After the news begins causing George to self-destruct, he runs into his son, Junior, while underground boxing. Gina is happy to see her brother again, and bonds with his wife Monique (Busayo Ige) and son Xavier (Chase Dean-Williams). However, they leave him after Junior cheats on Monique with Bianca Jackson (Patsy Palmer). When Anna falls pregnant, Gina supports her through her decision to have an abortion. When George ends his relationship with Elaine the day before their wedding, Gina convinces George to reconcile with her; she then encourages the couple to go on their honeymoon after George's brother Kojo Asare (Dayo Koleosho) is injured in an accident. Gina is disappointed when Cindy reveals she is moving to France, unaware that she is being blackmailed into it by Elaine, who has discovered that Cindy is having an affair with Junior. When Lauren Branning (Jacqueline Jossa) publicly reveals the affair on Christmas Day 2024, Gina is disgusted and disowns Cindy. Later that night, Gina sneaks out of The Queen Vic; at the same time, Cindy is viciously attacked by an unknown assailant. Gina returns and is informed by Elaine of the attack; she subsequently accompanies Cindy to hospital, where she accuses Cindy's fiancé Ian Beale (Adam Woodyatt) of being responsible. It is later revealed that Gina was having sex with Anna's boyfriend Freddie at the time that Cindy was attacked, removing her as a suspect in the investigation.

==Reception==
After George revealed that Gina's mother was still alive, Laura Denby of Radio Times commented that Gina "went off the rails" as a result of the news.
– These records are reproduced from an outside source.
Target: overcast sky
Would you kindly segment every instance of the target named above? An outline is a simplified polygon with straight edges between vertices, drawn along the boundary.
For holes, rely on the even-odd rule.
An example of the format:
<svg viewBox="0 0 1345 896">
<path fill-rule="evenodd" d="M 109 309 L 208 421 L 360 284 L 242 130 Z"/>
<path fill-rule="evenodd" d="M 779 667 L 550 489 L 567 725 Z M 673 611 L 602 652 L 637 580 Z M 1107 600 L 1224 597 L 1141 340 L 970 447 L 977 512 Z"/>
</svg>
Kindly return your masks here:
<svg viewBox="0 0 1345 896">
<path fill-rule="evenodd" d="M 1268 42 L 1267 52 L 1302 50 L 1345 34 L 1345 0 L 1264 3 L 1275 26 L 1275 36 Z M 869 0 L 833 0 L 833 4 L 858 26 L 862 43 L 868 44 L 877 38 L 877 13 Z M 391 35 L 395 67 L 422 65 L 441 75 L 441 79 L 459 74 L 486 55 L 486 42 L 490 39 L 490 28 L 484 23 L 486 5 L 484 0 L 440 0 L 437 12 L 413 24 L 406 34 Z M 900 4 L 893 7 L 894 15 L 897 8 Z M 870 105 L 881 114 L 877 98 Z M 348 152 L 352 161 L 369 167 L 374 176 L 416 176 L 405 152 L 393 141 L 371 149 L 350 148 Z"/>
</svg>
When the character returned to her cocaine addiction, buying drugs from Ravi Gulati (Aaron Thiara), Justin Harp of Digital Spy called the twist "disturbing" as Gina had "found a dangerous new dealer". His colleague, Brenna Cooper, wrote that a collapse Gina faced and the episode's insuring cliffhanger was "tragic".
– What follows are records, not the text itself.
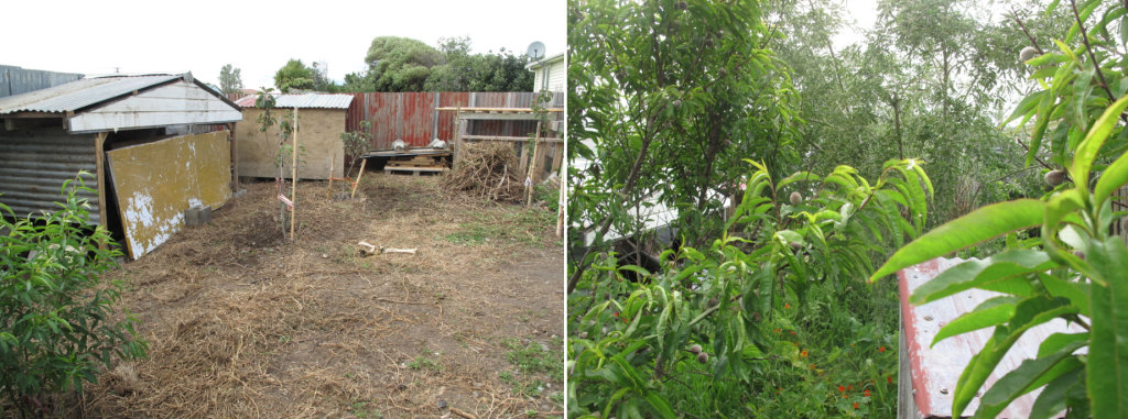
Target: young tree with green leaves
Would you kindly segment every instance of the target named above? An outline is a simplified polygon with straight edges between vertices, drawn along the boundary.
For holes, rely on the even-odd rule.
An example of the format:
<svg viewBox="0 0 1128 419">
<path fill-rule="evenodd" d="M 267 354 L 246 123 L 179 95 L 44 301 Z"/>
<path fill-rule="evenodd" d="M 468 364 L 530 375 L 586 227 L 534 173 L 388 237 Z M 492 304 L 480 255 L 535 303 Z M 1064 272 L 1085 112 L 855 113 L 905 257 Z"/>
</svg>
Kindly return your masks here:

In September 2023, Grace Morris of What's on TV reported fans of the soap accurately predicting Gina's ex-boyfriend being Dean. Denby also reported the predictions, adding that some viewers had speculated that her boyfriend was deceased character Fatboy (Ricky Norwood). Digital Spy writer Stephanie Chase reported similar predictions, considering Dean to be "the number one suspect" in the mystery identity of Gina's boyfriend. A scene where Gina opens up to Jay Brown (Jamie Borthwick) about a previous ex dying of an overdose, and her feelings of guilt towards what happened, was labelled "tragic" by Christine Maguire of Digital Spy. As fan theories surrounding Gina and Dean's relationship strengthened, Tamzin Meyer of Entertainment Daily reported that viewers were against the possibility of the characters being in a relationship. After scenes aired of Gina turning on Linda, believing Dean to be innocent, she reported that fans had heavily criticised Gina's writing, calling her believing him "ridiculous". Denby commented: "Gina can't see what's right under her nose". Morris wrote that fans had reacted positively to a scene where Amy Mitchell (Ellie Dadd) scolds Gina for dating Dean, as Dean had attempted to rape her mother, Roxy (Rita Simons).
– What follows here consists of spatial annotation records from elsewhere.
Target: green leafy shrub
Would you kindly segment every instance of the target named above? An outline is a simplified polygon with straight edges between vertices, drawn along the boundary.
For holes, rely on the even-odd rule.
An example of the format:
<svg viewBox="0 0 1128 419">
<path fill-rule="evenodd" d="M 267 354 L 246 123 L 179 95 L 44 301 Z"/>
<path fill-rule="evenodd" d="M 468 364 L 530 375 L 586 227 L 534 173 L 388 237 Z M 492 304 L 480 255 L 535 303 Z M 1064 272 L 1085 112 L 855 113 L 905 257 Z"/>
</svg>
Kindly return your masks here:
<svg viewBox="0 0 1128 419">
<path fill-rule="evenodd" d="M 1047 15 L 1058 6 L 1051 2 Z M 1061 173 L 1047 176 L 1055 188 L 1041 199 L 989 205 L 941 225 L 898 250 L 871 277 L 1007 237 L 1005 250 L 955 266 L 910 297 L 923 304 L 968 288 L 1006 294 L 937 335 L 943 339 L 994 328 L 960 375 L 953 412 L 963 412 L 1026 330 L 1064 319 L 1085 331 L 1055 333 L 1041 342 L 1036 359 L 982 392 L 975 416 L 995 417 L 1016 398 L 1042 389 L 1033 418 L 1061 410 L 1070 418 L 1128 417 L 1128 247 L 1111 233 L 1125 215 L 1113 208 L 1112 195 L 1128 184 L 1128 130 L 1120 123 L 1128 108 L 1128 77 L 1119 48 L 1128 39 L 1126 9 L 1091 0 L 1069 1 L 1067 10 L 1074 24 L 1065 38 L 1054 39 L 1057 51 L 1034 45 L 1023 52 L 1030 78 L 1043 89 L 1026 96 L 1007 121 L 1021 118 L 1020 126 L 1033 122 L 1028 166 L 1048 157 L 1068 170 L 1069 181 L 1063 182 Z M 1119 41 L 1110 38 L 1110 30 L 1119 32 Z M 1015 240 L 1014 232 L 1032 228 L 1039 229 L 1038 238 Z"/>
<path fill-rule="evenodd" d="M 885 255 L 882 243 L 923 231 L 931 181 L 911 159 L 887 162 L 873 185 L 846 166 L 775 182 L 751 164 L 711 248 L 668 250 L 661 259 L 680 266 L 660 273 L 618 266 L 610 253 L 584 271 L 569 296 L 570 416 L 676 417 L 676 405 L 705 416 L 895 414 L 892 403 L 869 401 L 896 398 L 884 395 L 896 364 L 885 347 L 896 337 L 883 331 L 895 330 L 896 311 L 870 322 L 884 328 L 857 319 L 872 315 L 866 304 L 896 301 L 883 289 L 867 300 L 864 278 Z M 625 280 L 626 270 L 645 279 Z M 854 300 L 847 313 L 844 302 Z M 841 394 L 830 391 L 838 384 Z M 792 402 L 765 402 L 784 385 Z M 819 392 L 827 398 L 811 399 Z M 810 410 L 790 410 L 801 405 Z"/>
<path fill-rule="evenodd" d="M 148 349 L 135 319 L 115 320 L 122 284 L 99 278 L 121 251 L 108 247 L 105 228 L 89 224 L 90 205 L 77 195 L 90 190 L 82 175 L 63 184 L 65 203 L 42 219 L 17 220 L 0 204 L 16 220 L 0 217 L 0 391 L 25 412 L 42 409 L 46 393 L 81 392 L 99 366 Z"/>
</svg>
Sophie Dainty of Digital Spy praised the show's wardrobe department, writing that Gina and Anna, despite causing "chaos", had delivered "a handful of stylish outfits" during their time on the soap. Lewis Knight of Radio Times listed Gina Knight as one of eight EastEnders character he hoped would be central to the show in 2025. He wrote "Gina is the most complicated and fiery member of the Knight clan" and praised Henry's performance as the character as "natural".

For her portrayal of Gina, Henry was nominated for the "Best Soap Newcomer" award at the 2023 I Talk Telly Awards. She won the award for "Rising Star" at the 2023 Digital Spy Reader Awards. She was nominated for Best Newcomer at the Radio Times soap awards in 2024.